O mercado de transporte transpacífico está se preparando para uma turbulência fresca, pois as transportadoras oceânicas fazem apostas de capacidade agressiva antes das negociações comerciais antecipadas entre Washington e Pequim. Com as taxas à vista já pairando perto de 2024 baixas, os analistas da indústria alertam que o gerenciamento da capacidade da transportadora pode se tornar ainda mais volátil no terceiro trimestre, à medida que as forças políticas e econômicas colidem.
O fator de especulação de acordo comercial
Sinais novos de ambos os capitais sugerem esforços renovados para estabilizar as relações comerciais da China-EUA, com as autoridades da Casa Branca confirmando recentemente as negociações de "nível de trabalho" sobre reduções tarifárias. Embora os detalhes permaneçam escassos, as principais linhas de contêineres parecem estar pré-posicionando ativos em antecipação a um possível acordo que poderia reacender a demanda de importação.
"As transportadoras estão jogando xadrez com espaços em branco no tabuleiro", observa Lars Jensen, da Vespucci Maritime. "Estamos vendo implantações atípicas de embarcações em rotas transpacíficas, apesar da atual demanda suave - elas estão claramente protegidas contra uma súbita mudança de política".
CAPACIDADE TIGHTROPE PALEM
De acordo com os dados da Xeneta, a capacidade semanal nas rotas da Costa Oeste da Ásia-EUA aumentou 8% ano a ano, apesar dos volumes de reserva 12% mais baixos. Essa incompatibilidade está criando o que um corretor de frete baseado em LA chama de "capacidade fantasma" - navios navegando com mínimos garantidos de transportadoras desesperadas, em vez de demanda real de carga.
A estratégia carrega um risco significativo. Se um acordo comercial da China-EUA não se concretizar antes da temporada de pico, as transportadoras poderão enfrentar uma combinação brutal de excesso de capacidade e taxas estagnadas. No entanto, negociações bem -sucedidas podem desencadear um aumento semelhante ao inesperado manifestação de 2023 em julho, quando as taxas saltaram 42% em três semanas.
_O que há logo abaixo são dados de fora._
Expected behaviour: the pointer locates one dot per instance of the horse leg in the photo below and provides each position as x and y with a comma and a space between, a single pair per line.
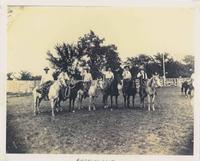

Estratégias de remetente em tempos incertos
Para nós, importadores e exportadores asiáticos, isso cria desafios e oportunidades:
- Flexibilidade do contrato: Considere acordos de curto prazo com compromissos de volume, em vez de taxas fixas
- Roteamento diversificado: Explore portos secundários como Oakland ou Savannah para evitar possíveis congestionamentos nos principais hubs
- Buffers de inventário: Manter 10-15% estoque de segurança adicional para proteger contra picos de taxa potenciais
"Os remetentes inteligentes estão usando essa calma antes da tempestade para travar a capacidade de queda", aconselha o chefe de compras do XMAE Logistics. "Estamos ajudando os clientes a implementar estratégias de remessa híbridas que combinam espaço garantido com flexibilidade no mercado à vista".
Os dados por trás da aposta
A análise recente de Drewry mostra que as transportadoras precisam de taxas transpacíficas para manter acima de US $ 2.100\/FEU para manter a lucratividade nas rotas da Costa Oeste da Ásia -EUA - um limiar violado no mês passado. Essa pressão financeira explica por que as linhas estão dispostas a correr o risco de navegar por navios meio vazios na esperança de capturar uma onda de demanda.
O que vem a seguir?
Os observadores da indústria sugerem o monitoramento desses indicadores -chave:
- Alterações semanais de frete contêiner de Xangai (SCFI)
- Taxas de utilização de embarcações de Ningbo e Qingdao
- Estados do inventário de varejo nos EUA
NoXMAE Logística, nossos especialistas em remessa transpacíficos estão mantendo modelos de cenário em tempo real para ajudar os clientes a navegar neste ambiente de alto risco. Se o acordo comercial se materializa ou não, uma verdade permanece: no mercado volátil de hoje, o planejamento logístico adaptativo não é opcional - é sobrevivência.